My Yearly Jewish Breakdown
Arianna Skibell December 16, 2015
The first time I broke down, I was walking along the Thames in London with my friend David. It was early on in our five-week backpacking trip, and we started debating the authenticity of the Torah. I said that it didn’t matter to me whether God literally gave Moshe the tablets on Mount Sinai — the stories are true because we tell them and live by them. David was unimpressed. “It happened or it didn’t. There’s no in the middle,” he said.
I felt furious but simultaneously jealous of his certainty. And I started to cry. Right in the middle of a busy London street. Which was strange, because as a kid, I felt pretty confident in my Jewishness. We drove to synagogue on Friday and Saturday — which meant running around with my friends until it was time to collect those weird jelly candies they threw at bar mitzvahs. I went to day school and I was already writing Hebrew script.

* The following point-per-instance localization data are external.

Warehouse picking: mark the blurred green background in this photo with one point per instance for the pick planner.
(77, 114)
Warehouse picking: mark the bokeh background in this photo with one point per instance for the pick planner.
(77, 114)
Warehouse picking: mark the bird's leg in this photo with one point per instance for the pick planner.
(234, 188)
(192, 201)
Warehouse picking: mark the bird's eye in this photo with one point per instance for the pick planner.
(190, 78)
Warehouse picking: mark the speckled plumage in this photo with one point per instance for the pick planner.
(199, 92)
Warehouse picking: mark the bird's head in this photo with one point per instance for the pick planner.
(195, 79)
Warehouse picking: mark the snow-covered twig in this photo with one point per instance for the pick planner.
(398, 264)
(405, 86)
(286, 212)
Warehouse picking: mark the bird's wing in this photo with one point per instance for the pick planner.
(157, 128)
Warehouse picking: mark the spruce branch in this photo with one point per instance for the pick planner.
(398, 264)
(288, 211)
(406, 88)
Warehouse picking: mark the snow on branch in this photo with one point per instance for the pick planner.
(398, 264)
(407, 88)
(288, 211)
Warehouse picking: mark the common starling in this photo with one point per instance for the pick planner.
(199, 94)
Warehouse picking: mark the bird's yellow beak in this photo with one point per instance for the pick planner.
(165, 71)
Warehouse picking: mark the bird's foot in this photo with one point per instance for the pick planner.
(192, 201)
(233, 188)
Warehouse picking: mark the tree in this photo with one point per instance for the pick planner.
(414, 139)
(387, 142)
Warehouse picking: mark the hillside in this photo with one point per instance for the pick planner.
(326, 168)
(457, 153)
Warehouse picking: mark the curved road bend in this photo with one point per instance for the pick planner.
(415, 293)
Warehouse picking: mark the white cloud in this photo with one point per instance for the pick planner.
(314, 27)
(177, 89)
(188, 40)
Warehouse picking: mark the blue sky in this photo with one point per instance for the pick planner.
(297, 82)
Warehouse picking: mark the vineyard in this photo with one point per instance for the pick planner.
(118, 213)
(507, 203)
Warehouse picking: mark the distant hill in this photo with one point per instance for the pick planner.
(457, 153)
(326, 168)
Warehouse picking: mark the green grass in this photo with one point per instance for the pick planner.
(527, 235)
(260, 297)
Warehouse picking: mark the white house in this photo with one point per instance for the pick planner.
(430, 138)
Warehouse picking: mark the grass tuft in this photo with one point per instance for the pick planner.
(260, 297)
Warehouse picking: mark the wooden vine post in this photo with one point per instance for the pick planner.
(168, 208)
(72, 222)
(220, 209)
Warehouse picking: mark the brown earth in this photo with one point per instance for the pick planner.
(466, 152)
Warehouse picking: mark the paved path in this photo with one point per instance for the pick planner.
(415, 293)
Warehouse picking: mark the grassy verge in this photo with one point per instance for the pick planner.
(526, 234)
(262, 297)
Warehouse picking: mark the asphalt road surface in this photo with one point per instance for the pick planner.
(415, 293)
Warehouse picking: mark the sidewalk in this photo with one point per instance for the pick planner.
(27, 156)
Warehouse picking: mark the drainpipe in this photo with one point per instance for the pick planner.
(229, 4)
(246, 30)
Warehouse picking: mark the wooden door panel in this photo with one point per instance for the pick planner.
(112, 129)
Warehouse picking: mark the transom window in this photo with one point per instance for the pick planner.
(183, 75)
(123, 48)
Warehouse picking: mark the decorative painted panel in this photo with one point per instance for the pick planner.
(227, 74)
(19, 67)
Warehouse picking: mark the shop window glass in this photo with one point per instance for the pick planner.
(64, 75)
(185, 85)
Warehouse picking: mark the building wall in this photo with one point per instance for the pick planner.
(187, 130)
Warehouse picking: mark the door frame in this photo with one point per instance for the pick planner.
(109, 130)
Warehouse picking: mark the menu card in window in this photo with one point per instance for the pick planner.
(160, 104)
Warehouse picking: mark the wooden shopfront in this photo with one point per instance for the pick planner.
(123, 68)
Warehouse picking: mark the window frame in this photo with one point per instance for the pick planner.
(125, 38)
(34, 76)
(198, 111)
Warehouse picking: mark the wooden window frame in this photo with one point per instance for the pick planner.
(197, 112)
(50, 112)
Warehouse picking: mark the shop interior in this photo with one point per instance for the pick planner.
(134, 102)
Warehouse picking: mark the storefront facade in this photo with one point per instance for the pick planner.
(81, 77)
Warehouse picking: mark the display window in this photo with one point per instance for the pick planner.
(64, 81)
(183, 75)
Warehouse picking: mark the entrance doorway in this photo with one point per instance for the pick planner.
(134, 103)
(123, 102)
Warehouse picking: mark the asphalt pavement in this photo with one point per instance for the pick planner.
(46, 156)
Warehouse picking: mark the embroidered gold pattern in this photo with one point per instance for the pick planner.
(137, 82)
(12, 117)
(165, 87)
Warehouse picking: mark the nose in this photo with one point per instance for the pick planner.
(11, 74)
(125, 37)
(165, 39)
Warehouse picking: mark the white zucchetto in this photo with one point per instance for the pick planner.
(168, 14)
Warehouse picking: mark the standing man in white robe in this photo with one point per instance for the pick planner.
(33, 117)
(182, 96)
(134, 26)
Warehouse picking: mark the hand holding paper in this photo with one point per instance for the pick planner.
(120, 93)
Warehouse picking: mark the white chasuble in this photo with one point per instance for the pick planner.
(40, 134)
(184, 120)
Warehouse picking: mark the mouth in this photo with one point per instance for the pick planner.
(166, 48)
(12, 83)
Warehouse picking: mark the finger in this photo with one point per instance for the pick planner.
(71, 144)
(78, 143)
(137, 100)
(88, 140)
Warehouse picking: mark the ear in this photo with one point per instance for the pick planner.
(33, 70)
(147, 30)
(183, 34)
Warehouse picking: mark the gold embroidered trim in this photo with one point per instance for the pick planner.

My troubles began in the third grade, when we moved from Austin to an Orthodox neighborhood in Atlanta. The practices and teachings seemed a good fit for my spirituality-seeking parents. However, I’d gone from playing with the children of freethinking Austinites to navigating the cultural landscape of children raised on a combination of dogma and a good old Southern-seeming repression. I’d always been praised for speaking my mind. But now I felt too loud, too wild, too other.
It got worse. That year, I learned I wasn’t technically Jewish. My mother was raised Irish Catholic, and when I was six, we both had a Conservative conversion, which was not considered valid in our new black-hat community. Now I didn’t just feel other. I was other.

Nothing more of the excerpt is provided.